A Colorado teen, Shannon Maureen Conley, was arrested in April for allegedly plotting to help al Qaeda terrorists overseas, according to court documents that were unsealed Wednesday. Conley, 19, was arrested while boarding a flight to Turkey. Authorities believe she was trying to reach Syria to find a Tunisian man she met online. Conley hoped to marry the man, who said he was fighting for Islamic State of Iraq and Syria (ISIS). She had asked her parents for their blessing. They refused, and notified the FBI.


Colorado asks for a moratorium on gay marriage lawsuits

The Colorado attorney general's office asked a federal court Wednesday for an injunction to suspend same-sex marriage lawsuits in the state until the U.S. Supreme Court rules on whether gay-marriage bans are constitutional. A federal appeals court in Denver ruled last week that Utah could not stop same-sex couples from getting married, but stayed the ruling pending review by the Supreme Court. Since then six Denver couples have sued to overturn a Colorado constitutional amendment defining marriage as the union of a man and a woman.


Sarkozy criticizes French prosecutors over his detention in corruption case

Former French president Nicolas Sarkozy slammed anticorruption investigators on Wednesday after he was hauled in for questioning about possible attempts to tamper with an investigation into the financing of his 2007 election campaign. Prosecutors say Sarkozy, through a lawyer, tried to get information from a judge about an inquiry into whether he received up to $68 million in illegal contributions from Libya's Moammar Gadhafi. Sarkozy called his detention politically motivated and "grotesque."

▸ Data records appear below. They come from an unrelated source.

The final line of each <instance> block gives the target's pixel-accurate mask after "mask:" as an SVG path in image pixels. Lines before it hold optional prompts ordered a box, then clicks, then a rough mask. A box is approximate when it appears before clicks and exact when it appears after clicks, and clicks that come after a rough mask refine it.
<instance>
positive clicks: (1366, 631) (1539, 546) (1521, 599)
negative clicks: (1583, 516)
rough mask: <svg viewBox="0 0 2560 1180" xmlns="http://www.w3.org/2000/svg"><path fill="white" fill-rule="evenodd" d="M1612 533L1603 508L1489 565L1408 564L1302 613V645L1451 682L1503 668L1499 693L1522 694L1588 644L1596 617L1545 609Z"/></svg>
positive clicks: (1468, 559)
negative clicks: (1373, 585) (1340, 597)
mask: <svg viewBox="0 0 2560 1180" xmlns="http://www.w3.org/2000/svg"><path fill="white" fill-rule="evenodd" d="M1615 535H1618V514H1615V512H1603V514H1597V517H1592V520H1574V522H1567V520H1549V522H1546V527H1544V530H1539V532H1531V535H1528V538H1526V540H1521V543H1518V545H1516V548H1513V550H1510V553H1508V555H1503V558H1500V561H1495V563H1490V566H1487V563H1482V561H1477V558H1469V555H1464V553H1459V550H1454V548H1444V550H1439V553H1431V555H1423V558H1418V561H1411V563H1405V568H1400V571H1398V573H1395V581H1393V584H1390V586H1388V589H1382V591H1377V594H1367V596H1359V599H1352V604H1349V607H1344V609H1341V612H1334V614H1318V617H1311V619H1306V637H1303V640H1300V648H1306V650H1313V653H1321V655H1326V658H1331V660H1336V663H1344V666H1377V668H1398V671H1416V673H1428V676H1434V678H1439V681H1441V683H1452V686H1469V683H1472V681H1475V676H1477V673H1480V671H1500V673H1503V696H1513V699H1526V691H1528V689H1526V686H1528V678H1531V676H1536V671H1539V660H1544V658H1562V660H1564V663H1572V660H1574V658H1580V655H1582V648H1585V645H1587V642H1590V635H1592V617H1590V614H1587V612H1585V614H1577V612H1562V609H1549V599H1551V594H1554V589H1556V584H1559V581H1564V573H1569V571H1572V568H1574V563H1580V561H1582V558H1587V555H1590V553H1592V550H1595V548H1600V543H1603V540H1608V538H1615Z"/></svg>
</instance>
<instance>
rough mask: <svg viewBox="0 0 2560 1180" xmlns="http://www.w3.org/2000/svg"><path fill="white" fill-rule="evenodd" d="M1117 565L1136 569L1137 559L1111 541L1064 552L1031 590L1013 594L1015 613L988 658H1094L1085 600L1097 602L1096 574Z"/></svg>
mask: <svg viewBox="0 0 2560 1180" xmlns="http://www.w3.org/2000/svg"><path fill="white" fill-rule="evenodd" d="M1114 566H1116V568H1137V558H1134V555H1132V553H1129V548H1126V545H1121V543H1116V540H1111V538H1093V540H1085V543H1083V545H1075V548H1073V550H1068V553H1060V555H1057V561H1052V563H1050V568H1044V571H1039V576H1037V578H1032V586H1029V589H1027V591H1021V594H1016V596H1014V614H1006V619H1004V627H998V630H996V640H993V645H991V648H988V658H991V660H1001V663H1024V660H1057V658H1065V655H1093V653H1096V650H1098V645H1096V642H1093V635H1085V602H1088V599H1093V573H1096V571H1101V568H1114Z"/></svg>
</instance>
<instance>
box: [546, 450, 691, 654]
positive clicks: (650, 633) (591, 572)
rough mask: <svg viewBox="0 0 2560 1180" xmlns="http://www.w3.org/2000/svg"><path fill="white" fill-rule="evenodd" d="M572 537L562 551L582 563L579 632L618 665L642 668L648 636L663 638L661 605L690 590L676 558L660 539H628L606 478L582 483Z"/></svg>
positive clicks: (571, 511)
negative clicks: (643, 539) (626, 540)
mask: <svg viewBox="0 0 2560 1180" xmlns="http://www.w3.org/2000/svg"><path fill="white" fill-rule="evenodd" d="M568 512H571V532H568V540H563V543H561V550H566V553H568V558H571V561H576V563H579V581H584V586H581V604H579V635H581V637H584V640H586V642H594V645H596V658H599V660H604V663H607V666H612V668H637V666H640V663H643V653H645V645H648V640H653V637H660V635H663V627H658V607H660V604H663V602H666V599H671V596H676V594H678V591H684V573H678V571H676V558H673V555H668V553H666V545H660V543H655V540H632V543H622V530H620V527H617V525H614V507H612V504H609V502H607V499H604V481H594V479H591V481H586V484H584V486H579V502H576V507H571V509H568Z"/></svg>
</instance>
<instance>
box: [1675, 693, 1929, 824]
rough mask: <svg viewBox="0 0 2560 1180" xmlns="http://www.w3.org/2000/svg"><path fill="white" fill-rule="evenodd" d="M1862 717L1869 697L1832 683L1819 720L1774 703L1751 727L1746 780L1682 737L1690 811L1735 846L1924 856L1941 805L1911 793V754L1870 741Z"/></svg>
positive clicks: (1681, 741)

Fire threatens California wine country homes

A wildfire has damaged two homes and forced the evacuation of 200 others in Napa County in Northern California. Authorities said however that the blaze, which grew to cover six square miles on Wednesday, posed no threat to Napa Valley wineries, as it was heading away from them. More than 1,000 firefighters are working to contain the fire, although forecasters expect Thursday to bring more of the hot, dry conditions that helped the fire expand a day earlier.


Tensions rise in Israel after killings of teenagers

Palestinian protesters and Israeli police clashed on Wednesday following the abduction and murder of an Arab teenager, Mohammad Abu Khieder in apparent retaliation for the killings of three kidnapped Israeli teens. Israeli Prime Minister Benjamin Netanyahu called for restraint as the case was investigated. Palestinians blamed Jewish settlers for the Palestinian teen's death. Israel's air force launched air strikes on Gaza early Thursday in response to mortar fire by suspected Palestinian militants.


Target asks people not to bring guns into its stores

Target announced Wednesday that it "respectfully" requests that customers not bring guns into its stores. "This is a request and not a prohibition," said Molly Snyder of Target's public relations department. The decision came after a month of pressure from Moms Demand Action for Gun Sense in America. Target didn't say what it would do if someone didn't comply. Fourteen states let people with permits openly carry guns. Thirty allow open carry without permits.


Japan eases sanctions against North Korea

Japan is lifting some economic sanctions against North Korea because Pyongyang has promised to resume investigations into the abduction of Japanese nationals in the 1970s and 1980s, Japanese Prime Minister Shinzo Abe announced Thursday. North Korea acknowledged in 2002 that it snatched 13 Japanese citizens to teach its spies about Japanese language and culture. The sanctions being lifted include a ban preventing North Korean officials from entering Japan. South Korea said the change shouldn't damage efforts to pressure Pyonyang over its nuclear and missile programs.


Consumer Reports fuels the fast food wars

Consumer Reports released its annual fast-food survey, and industry leaders McDonald's, KFC, and Taco Bell got panned in taste tests by more than 30,000 Consumer Reports subscribers. The chains each scored the worst for their signature fare — McDonald's had the worst burger ranking; KFC scored worst for chicken; and Taco Bell scored the worst rating for burritos. Habit Burger Grill, In-n-Out, and Five Guys Burgers scored highest for burgers with ratings of 8.1, 8.0 and 7.9 respectively. McDonald's scored 5.8.